ConvGPT - New Language Model Compression Method
Today, I present another model from my “weird” series - models that utilize two-dimensional convolutional networks in natural language modeling. This time, I’m introducing ConvGPT - an architecture created for mobile/edge devices (so-called SLMs). In this architecture, the convolutional network does not act as a separate layer (as it did in the NeuroBLAST model); instead, it is responsible (along with an average pooling layer) for reducing the size (compression) of the input hidden state vector, which then passes through subsequent layers in the residual stream.

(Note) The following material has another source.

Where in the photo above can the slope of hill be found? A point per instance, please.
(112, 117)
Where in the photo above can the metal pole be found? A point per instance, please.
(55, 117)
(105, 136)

Compression in the World of LLMs
In the LLM world, there are many techniques for compressing large language models into smaller counterparts to reduce the resources (GPU/TPU, energy) required to run them, while trying to ensure the smaller version maintains sufficient text generation quality (coherence, credibility, high benchmark scores). These techniques include quantization, knowledge distillation, pruning, and LoRA (the latter doesn’t necessarily reduce model size per se, but modifies it without training the full large model, reducing resources during fine-tuning).
However, all these techniques apply to ready-made, large models that we want to shrink. This isn’t entirely efficient because maintaining quality usually involves significant compromises, such as weaker/unpredictable text generation behavior or worse recall of domain knowledge.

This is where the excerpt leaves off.